During an appearance on the latest episode of the "Locales Only" podcast, AVENGED SEVENFOLD frontman M. Shadows said that he tries to stay on top of technology where the band is concerned, embracing innovative forms of marketing, fan involvement, stage production and ways of selling music that few rock bands employ. He said in part (as transcribed by BLABBERMOUTH.NET): "I get up in the morning and I get annoyed at putting all this time into our art, which is uncompromised; we don't have anyone in there. We're just doing this sort of artistic expression or this kind of artistic explosion, which would be our albums and the way we wanna present ourselves live. But the confines of commerce and the way that the music industry has sort of evolved has taken all the power away from the musicians and sort of given it to the people that are building technology or own the companies or own the venues or own all the sort of drivers that allow people to get music into their hands. And basically all the power gets stripped from the artists. And my big thing is being able to see some of these trends before they happen or kind of get on these things, you can hopefully, in the future, write a better sort of roadmap for artists, if an artist can be on the forefront kind of writing the rules as these things happen. So, for me, that's protocol network stuff, which is blockchain. It is actually sitting in the meetings with people that make decisions in this industry. It's things like VR."

He continued: "There was a time when music videos were looked down upon for the artists that did them; they were called sellouts for doing 'em. Then DVDs came out, Blu-rays, and now it's like commonplace to go watch a live show on YouTube, where that would have been called something completely sellout-ish back in the day. Now, we have things like VR concerts, and we're starting to see the same backlash, when the reality is, when these headsets become sunglasses or, even further down the line, some sort of Neuralink, straight to the mainframe, people are gonna be enjoying these concerts and doing these sorts of things the same way they're enjoying Blu-rays or this or that, but they're gonna be enjoying them through their headsets. And right now it'd be the Apple Vision Pro or the Oculus 3. But as time goes on, you need artists to be in the space so that they can navigate what is right for the artists and not necessarily the tech bro that made the technology and the guy that's going to hire the band and tell you what to do and then own all the data. You wanna be the one that sits there and kind of makes those decisions."

M. Shadows, whose real name is Matt Sanders, also talked about the importance of putting artists in control and rewarding fans for their loyalty. He went on to cite Spotify, whose analytics offers no way to disaggregate data by age, location or gender, especially when looking at each song individually, making it very hard to understand why songs perform differently, how to predict future behaviors, and how to market individual songs effectively.

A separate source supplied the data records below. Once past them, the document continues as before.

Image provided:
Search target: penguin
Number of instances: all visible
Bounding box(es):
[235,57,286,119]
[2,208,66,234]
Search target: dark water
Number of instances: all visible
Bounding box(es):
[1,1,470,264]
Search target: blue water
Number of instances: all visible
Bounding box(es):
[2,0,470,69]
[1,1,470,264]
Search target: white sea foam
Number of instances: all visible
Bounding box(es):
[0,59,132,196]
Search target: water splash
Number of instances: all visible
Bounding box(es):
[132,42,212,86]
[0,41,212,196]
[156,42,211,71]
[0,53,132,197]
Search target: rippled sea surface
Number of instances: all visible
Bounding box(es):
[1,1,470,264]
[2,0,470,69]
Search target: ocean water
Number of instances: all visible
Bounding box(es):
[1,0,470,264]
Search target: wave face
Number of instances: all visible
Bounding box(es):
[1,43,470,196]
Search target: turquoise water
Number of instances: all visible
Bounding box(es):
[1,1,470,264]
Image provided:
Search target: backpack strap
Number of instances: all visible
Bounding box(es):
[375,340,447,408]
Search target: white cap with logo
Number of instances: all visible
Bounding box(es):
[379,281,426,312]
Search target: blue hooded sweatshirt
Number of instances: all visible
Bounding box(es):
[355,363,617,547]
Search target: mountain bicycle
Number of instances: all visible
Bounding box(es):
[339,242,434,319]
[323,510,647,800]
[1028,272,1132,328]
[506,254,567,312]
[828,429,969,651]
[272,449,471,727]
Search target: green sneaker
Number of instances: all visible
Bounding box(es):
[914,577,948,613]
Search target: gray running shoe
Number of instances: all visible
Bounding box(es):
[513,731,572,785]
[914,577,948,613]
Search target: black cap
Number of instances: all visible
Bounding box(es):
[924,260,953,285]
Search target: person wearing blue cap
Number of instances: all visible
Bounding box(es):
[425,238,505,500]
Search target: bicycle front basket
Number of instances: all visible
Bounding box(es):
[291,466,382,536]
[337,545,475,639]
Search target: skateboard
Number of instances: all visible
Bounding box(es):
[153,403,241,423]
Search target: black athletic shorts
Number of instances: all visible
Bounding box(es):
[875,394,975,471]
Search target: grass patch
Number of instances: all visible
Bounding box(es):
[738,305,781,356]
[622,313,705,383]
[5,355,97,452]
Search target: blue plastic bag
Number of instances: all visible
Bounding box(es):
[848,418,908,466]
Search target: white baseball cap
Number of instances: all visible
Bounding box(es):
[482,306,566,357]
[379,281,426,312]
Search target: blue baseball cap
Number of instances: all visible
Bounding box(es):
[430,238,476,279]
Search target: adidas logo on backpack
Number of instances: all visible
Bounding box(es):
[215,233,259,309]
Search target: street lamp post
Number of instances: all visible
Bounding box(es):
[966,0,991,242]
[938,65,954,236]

"Spotify has a great system for the user," M. Shadows said. "They pay $9.99 a month or $14.99, whatever it is at this point, and they get all the music that's ever been created for virtually nothing. Now, on the other end, the artist has nowhere else to have their music listened to. You're not gonna go on a road trip and go to every individual artist's web site to pull up their latest record and stream it from there. It's just not gonna happen. It's kind of like when you put a AAA movie out, but it's not on Netflix and it's not in the theaters. Who actually goes and sees it? The way the consumerism is in America, we want ease of use. So they have ease of use for the consumer, but what they don't do is — I don't know the last time I saw someone wear a Spotify shirt around. I've seen METALLICA shirts and AVENGED SEVENFOLD shirts and Taylor Swift shirts, but what they don't do is they don't tell you who's listening to your music. They don't let you reach out to them. They don't let you perhaps upsell them things… And they've basically sold the company in return for catalog to the labels. And so now you have all these old record label deals that most people are locked into, getting a royalty on that percentage that Spotify pays you. So, say, Spotify, for purposes of easy discussion, 0.003 cents a play. Most bands are getting about 24 cents on the dollar. So it's not Spotify, really, the payment; it's more of the labels and having bad deals."

AVENGED SEVENFOLD's latest album, "Life Is But A Dream…", came out in June 2023 via Warner. The LP sold 36,000 equivalent album units in the U.S. in its first week of release to land at position No. 13 on the Billboard 200 chart.

AVENGED SEVENFOLD made its first festival appearance in five years on May 19, 2023 at Welcome To Rockville at Daytona International Speedway in Daytona Beach, Florida.

AVENGED SEVENFOLD's first concert since June 2018 took place on May 12, 2023 at AREA15 in Las Vegas, Nevada.

To date, AVENGED SEVENFOLD has sold over 10 million albums worldwide and earned two consecutive No. 1 albums on Billboard's Top 200 Albums chart (2010's "Nightmare" and 2013's "Hail To The King") to go along with over a billion video views and a billion-plus Spotify streams, as well as multiple No. 1 singles on rock radio.